Transferring digital data
Online connection on campus
If data collection takes place through a certain measurement device (e.g. MRI scanner, EEG scanner, eye tracker), the data need to be transferred from the measurement device to the storage location that you will use during your research project. Make sure that this transfer takes place in a secure way and also make a plan for the data on the measurement device; find out whether they need to be destroyed or can remain there.
Online connection outside campus (with and without VUnetID)
If you are doing fieldwork outside the campus and you have reliable and secure internet access, it is a good idea to upload the data to a storage location that is regularly backed up and secure, in order to prevent data loss. If you have a VUnetID, you can for example use:
- SURFdrive to store your data in a secure cloud service
- SURFfilesender to send you data to a colleague or consortium partner, who can store your data in an appropriate place
You can find more information about each of these storage options in the Data Storage topic.
If you need to receive data from colleagues in your project who don’t have access to these tools (e.g. because they are students, don’t work for a Dutch educational institution, or have no VUnetID), SURFdrive, SURFfilesender and Edugroepen can also be used:
- SURFdrive: you can set up a ‘File drop’ folder. By sharing the link of this folder to the researchers who need to upload documents, you enable them to do anonymous uploads to this folder. These users have solely upload rights, no view or download rights. The folder can be protected with a password, which you preferably share with the uploaders through another channel.

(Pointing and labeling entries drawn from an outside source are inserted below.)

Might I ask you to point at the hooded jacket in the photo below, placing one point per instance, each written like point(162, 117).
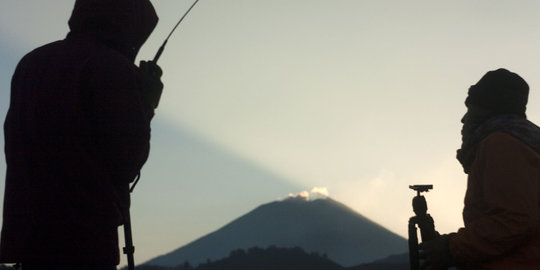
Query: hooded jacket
point(76, 134)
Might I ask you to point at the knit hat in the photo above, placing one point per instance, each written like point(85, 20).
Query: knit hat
point(500, 91)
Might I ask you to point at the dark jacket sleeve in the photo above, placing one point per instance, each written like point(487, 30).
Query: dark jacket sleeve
point(118, 120)
point(506, 204)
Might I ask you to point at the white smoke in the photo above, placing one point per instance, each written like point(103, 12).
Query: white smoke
point(315, 193)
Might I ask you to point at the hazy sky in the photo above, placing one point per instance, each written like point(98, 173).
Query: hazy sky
point(269, 97)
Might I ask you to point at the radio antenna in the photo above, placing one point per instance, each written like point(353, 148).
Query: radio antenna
point(160, 51)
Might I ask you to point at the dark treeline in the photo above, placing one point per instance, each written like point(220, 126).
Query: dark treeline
point(274, 258)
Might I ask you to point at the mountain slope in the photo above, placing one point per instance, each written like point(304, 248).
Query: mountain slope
point(323, 226)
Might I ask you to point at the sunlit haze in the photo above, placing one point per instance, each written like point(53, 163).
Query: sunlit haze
point(349, 99)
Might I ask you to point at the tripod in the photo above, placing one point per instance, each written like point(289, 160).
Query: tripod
point(421, 219)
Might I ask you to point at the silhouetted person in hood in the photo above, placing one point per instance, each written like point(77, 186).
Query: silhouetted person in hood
point(501, 155)
point(76, 134)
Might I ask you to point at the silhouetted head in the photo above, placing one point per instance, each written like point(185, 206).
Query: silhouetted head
point(498, 92)
point(123, 25)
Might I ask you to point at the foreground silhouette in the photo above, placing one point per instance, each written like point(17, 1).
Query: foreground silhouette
point(501, 155)
point(76, 134)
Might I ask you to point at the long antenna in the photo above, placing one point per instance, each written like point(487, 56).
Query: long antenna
point(160, 51)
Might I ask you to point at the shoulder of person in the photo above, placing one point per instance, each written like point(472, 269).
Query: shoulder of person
point(503, 144)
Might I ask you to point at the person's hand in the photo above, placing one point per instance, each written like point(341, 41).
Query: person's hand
point(152, 87)
point(435, 253)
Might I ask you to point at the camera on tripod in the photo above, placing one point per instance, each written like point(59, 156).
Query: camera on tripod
point(424, 222)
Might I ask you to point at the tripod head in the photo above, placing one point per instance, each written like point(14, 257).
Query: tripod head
point(424, 222)
point(421, 188)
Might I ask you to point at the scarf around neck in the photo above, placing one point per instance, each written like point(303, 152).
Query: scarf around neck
point(514, 125)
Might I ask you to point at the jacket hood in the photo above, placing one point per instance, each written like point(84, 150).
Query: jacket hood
point(123, 25)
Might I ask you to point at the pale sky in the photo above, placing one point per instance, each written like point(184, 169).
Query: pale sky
point(360, 97)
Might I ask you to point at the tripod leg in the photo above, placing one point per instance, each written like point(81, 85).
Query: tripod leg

- SURFfilesender: as a SURFfilesender user, you can send a voucher to someone who doesn’t have access to this tool. This person can use this voucher to send documents to you. These files can be encrypted.
- 🔒 Zivver is an email plugin with which you can encrypt emails and attachments.

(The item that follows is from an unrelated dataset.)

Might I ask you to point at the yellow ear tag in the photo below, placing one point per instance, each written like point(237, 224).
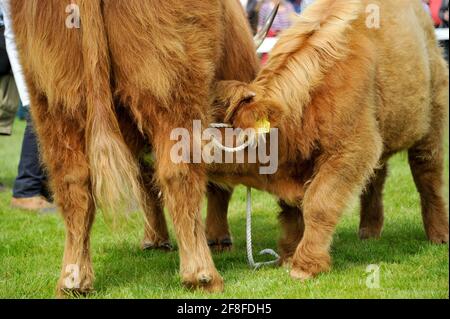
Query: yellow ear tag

Offline data outside campus
If you are doing fieldwork in an area with limited internet access, you might use a portable device to initially store your data during the phase of data collection, such as a USB drive or an external hard drive. These data can be transferred to a storage location that is connected to the internet (e.g. G-drive, SURFdrive) later. Please make sure that the data on such portable devices are secured, by using encryption (and by transporting them safely by using a lockable briefcase or backpack).
Transporting physical data
If physical objects need to be transported, you should check with the data manager at your department (if available) what options are available. Special briefcases that can be locked or secure backpacks may need to be used to keep informed consent forms or other sensitive data objects (USB drives etc.) secure during transport.

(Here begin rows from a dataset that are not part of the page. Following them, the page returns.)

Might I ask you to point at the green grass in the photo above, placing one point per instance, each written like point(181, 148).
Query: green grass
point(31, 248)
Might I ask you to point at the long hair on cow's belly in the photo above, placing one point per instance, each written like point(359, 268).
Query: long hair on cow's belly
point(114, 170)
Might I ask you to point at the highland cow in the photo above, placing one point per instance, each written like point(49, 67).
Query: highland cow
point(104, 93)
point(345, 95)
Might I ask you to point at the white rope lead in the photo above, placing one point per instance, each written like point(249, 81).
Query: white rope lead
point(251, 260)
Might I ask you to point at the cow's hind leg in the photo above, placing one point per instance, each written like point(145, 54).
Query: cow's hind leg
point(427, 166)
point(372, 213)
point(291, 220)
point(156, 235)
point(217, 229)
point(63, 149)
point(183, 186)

Data transportation and transfer across borders
Some countries have rules to control the movement of encryption technology that enter or exit their borders. If you need to travel with an encrypted laptop to secure your data, for example during fieldwork abroad, please keep this in mind. If you need to transfer data in and out of such countries, please get advice on encryption and secure transportation at the IT Service Desk.
If you have general questions about how to protect your data when transporting or transferring them, you can contact the IT Service Desk. In case of complex situations for which you need tailored support, you can consult the IT Relationship Manager representing the research domain, who can request capacity at IT for setting up an information security plan. Such a plan is usually based on documents which need to be completed beforehand, like a Data Protection Impact Assessment and a Data Classification. Please note that IT-capacity for tailored support is a paid service for which budget needs to be reserved.